Do widely used charts of equity and bond market performance inculcate harmfully false beliefs among investors? In his September 2017 paper entitled “Stock Market Charts You Never Saw”, Edward McQuarrie dissects some of these charts and outlines cautions to investors in interpreting them. Using very long-term data for U.S. stock and bond markets spanning hundreds of years, he concludes that:

  • During 1851 to 1931, the cumulative performance of the U.S. stock market is much less sanguine than since 1931. During this 81-year period, stocks end slightly below where they begin. Two declines of over 70% occur toward the end of the period.
  • Investing $10,000 near the top of the 1920s bull market, and reinvesting all dividends as received, achieves terminal wealth of about $9.3 million at the end of 2008 (about 9% compound annual growth). However:
    • Spending dividends as received and thinking in terms of purchasing power translates to a real final wealth of just $33,000 (about 1.5% compound growth). In other words, dividends and inflation drive 99.7% of nominal final wealth (see the chart below).
    • The portfolio does not regain its pre-depression (1929) real value until mid-1955. By 1975, real value drops below its 1929 level until 1985. Nearly all real stock market growth occurs in the last 30 years. Buy-and-hold investors who spend their dividends should be prepared to endure decades of poor real returns as in 1919-1949, 1952-1982 and 1964-1994.
  • In general, the best way to interpret market history may be to:
    • Focus on multiple 30-year to 40-year intervals (investing lifetimes).
    • Use long sample periods, including ones other than that ending at the present day.
    • Include intervals most different from recent experience.
    • Apply sanity tests (such as very high sustained growth leading to terminal value higher than total market capitalization).
  • Applying this approach to a comparison of returns for stocks and bonds over the past 210 years indicates that:
    • Sometimes, stocks outperform government bonds. At other times, government bonds outperform stocks. Much of the time, stocks and government bonds perform about the same.
    • Government bonds badly underperform stocks during a few decades after 1940, accounting for much of their 210-year underperformance. Nothing like this underperformance occurs in the preceding 140 years.
    • Similarly, there are several multi-decade stretches in both 19th and 20th centuries during which corporate bonds produce roughly the same final wealth as stocks, with a few decades after 1940 very bad for bonds.
  • In Europe, there are multiple prolonged intervals when equities have a negative real returns, in some cases severely negative and in other cases lasting 50 years or more. The two decades after 1960 are worse in Europe than in the U.S.

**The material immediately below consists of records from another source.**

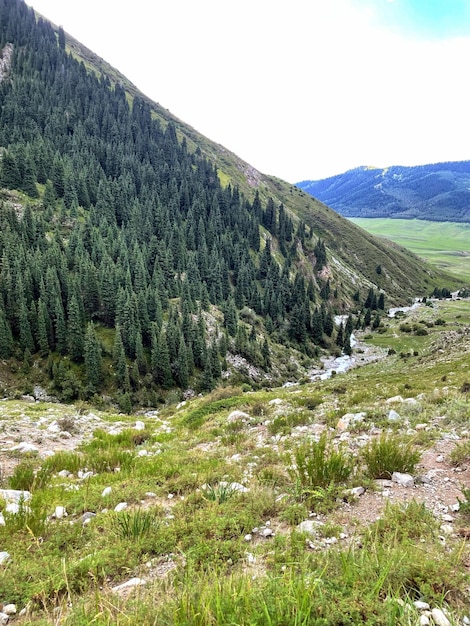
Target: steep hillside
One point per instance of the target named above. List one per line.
(438, 192)
(139, 259)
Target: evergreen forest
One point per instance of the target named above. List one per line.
(127, 267)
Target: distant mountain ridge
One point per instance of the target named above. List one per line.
(437, 192)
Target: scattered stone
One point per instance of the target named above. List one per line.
(394, 399)
(237, 416)
(310, 526)
(60, 512)
(84, 475)
(14, 495)
(350, 418)
(439, 618)
(24, 448)
(87, 517)
(421, 606)
(405, 480)
(9, 609)
(124, 588)
(393, 416)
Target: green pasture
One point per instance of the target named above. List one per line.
(444, 244)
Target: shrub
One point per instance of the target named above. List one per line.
(318, 466)
(134, 524)
(461, 453)
(388, 454)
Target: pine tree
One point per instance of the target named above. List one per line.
(75, 333)
(93, 360)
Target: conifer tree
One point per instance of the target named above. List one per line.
(93, 360)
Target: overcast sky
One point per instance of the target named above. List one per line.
(301, 89)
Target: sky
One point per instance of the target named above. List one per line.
(300, 89)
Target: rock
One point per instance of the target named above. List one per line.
(439, 618)
(421, 606)
(394, 399)
(350, 418)
(237, 416)
(15, 495)
(393, 416)
(309, 526)
(9, 609)
(405, 480)
(357, 491)
(250, 558)
(24, 448)
(84, 475)
(123, 588)
(87, 517)
(4, 557)
(60, 512)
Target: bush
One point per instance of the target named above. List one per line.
(319, 468)
(388, 454)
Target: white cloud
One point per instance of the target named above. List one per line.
(301, 89)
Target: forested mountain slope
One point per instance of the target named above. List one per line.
(439, 192)
(137, 256)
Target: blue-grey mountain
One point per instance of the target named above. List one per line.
(439, 192)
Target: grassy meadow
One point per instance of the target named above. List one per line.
(444, 244)
(215, 489)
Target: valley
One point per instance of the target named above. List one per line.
(444, 244)
(216, 507)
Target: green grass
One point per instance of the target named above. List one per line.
(444, 244)
(64, 571)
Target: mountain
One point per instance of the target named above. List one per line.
(139, 258)
(439, 192)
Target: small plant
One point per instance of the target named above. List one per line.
(388, 454)
(465, 504)
(319, 466)
(134, 524)
(219, 493)
(461, 453)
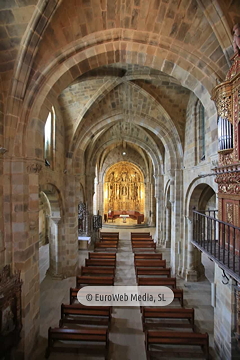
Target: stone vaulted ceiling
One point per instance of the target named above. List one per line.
(106, 61)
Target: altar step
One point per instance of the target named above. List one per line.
(124, 226)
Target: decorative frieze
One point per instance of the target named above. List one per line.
(34, 168)
(228, 179)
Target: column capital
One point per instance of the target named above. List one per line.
(56, 220)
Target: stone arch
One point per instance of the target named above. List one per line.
(147, 146)
(199, 191)
(168, 216)
(56, 227)
(54, 83)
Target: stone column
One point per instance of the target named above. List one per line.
(194, 269)
(191, 273)
(55, 263)
(100, 199)
(159, 206)
(22, 232)
(225, 315)
(148, 201)
(168, 226)
(70, 219)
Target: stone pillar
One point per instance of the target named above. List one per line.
(23, 233)
(69, 247)
(55, 263)
(194, 269)
(148, 201)
(224, 315)
(191, 273)
(100, 195)
(168, 226)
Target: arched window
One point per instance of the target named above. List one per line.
(225, 134)
(199, 132)
(49, 138)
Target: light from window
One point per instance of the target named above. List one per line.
(49, 135)
(225, 130)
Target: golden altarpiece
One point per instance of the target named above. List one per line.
(227, 98)
(124, 188)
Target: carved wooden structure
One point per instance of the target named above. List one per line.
(227, 98)
(124, 188)
(10, 310)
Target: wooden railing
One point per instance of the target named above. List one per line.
(218, 239)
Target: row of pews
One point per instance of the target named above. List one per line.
(160, 323)
(85, 329)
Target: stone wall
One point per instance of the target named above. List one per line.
(224, 315)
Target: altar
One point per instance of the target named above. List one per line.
(124, 217)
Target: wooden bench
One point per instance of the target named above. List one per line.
(150, 263)
(142, 241)
(85, 315)
(109, 238)
(140, 234)
(160, 281)
(157, 337)
(105, 255)
(109, 234)
(106, 245)
(94, 280)
(173, 315)
(148, 246)
(97, 270)
(100, 262)
(73, 294)
(139, 238)
(147, 271)
(148, 257)
(93, 340)
(178, 294)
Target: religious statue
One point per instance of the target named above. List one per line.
(236, 38)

The following chart, taken from the paper, compares nominal dividend-reinvested wealth growth (blue line) and real capital gains (read line) for the U.S. stock market from the 1920s peak to the end of 2008. Results show that the typical stock market chart shows strong and mostly steady gains due substantially to dividend reinvestment and inflation.

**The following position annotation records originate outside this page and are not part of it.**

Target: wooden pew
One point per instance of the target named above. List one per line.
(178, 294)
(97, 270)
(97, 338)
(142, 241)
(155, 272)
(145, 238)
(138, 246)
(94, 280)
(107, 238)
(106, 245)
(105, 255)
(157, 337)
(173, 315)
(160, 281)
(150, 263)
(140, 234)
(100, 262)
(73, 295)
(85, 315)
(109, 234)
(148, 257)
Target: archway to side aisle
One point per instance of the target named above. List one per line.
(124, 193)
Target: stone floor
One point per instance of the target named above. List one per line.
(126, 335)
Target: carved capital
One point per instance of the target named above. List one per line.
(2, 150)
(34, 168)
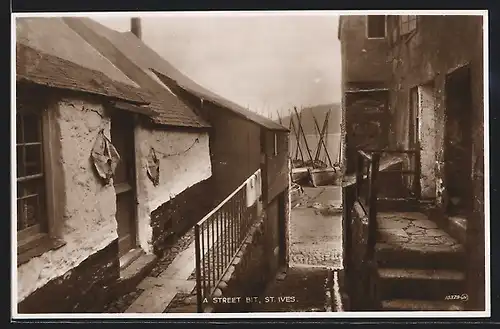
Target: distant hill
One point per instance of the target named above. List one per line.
(319, 112)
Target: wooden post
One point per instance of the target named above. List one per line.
(372, 205)
(323, 143)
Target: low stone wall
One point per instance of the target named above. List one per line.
(246, 278)
(175, 217)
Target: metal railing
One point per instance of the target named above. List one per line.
(218, 238)
(362, 202)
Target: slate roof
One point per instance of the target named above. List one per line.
(40, 68)
(170, 109)
(146, 58)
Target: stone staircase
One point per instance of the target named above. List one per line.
(420, 267)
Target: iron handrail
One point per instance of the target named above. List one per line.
(229, 227)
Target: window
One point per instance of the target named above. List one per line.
(407, 24)
(35, 231)
(31, 213)
(275, 151)
(375, 26)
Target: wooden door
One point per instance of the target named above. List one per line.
(458, 142)
(122, 137)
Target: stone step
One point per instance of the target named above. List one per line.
(421, 305)
(420, 256)
(420, 283)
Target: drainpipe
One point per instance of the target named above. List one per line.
(135, 27)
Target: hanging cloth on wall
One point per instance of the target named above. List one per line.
(105, 157)
(153, 170)
(259, 184)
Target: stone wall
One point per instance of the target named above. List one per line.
(363, 60)
(175, 217)
(184, 162)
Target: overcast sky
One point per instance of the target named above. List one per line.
(265, 61)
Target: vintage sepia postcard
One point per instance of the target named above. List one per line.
(325, 164)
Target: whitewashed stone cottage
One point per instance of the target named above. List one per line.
(77, 231)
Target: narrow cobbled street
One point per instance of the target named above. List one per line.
(312, 282)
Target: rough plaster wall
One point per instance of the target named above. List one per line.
(89, 222)
(177, 171)
(428, 145)
(365, 59)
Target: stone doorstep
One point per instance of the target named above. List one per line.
(420, 305)
(133, 273)
(154, 300)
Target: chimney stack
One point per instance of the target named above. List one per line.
(135, 27)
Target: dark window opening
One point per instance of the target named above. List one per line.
(376, 26)
(30, 174)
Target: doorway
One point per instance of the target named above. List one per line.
(122, 137)
(413, 134)
(458, 143)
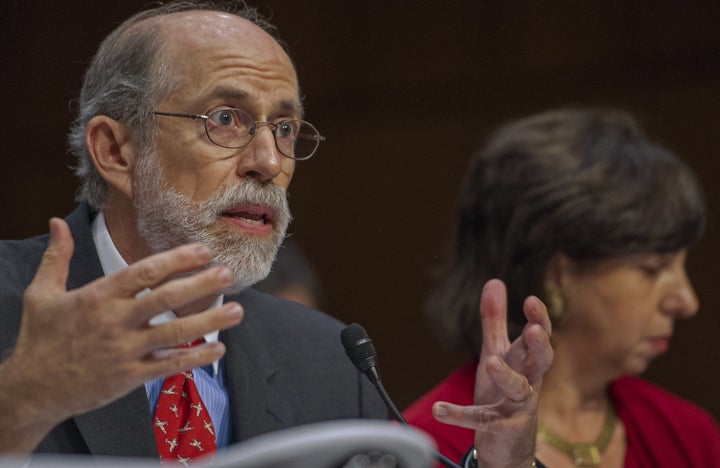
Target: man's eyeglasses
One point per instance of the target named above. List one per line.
(234, 128)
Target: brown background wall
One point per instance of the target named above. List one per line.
(404, 91)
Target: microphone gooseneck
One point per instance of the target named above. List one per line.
(359, 348)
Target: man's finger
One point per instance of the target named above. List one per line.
(187, 329)
(179, 292)
(157, 268)
(52, 274)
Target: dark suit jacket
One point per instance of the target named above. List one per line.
(284, 364)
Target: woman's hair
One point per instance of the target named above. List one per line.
(128, 76)
(585, 183)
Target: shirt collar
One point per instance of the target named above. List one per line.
(112, 262)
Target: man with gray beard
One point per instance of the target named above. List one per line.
(189, 128)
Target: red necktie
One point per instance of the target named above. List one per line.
(183, 428)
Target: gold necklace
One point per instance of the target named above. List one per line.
(583, 454)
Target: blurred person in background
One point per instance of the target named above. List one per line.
(579, 208)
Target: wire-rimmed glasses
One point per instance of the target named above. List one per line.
(234, 128)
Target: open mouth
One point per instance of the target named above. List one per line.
(252, 218)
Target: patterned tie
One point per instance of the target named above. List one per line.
(183, 428)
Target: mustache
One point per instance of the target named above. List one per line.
(252, 192)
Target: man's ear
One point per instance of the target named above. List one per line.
(113, 151)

In summary, investors should consider sampling asset performance histories from long samples in investment lifetime (30-year or 40-year) intervals and not restricting samples to those with happy endings.

Cautions regarding conclusions include:

  • The author’s argument generally takes the perspective that asset prices follow a random walk. He does not explore the feasibility or effectiveness of market timing.
  • One might argue that recent regulatory rules, economic environment and technological environment are more relevant to market performance over the next few decades than are conditions from a century or more ago.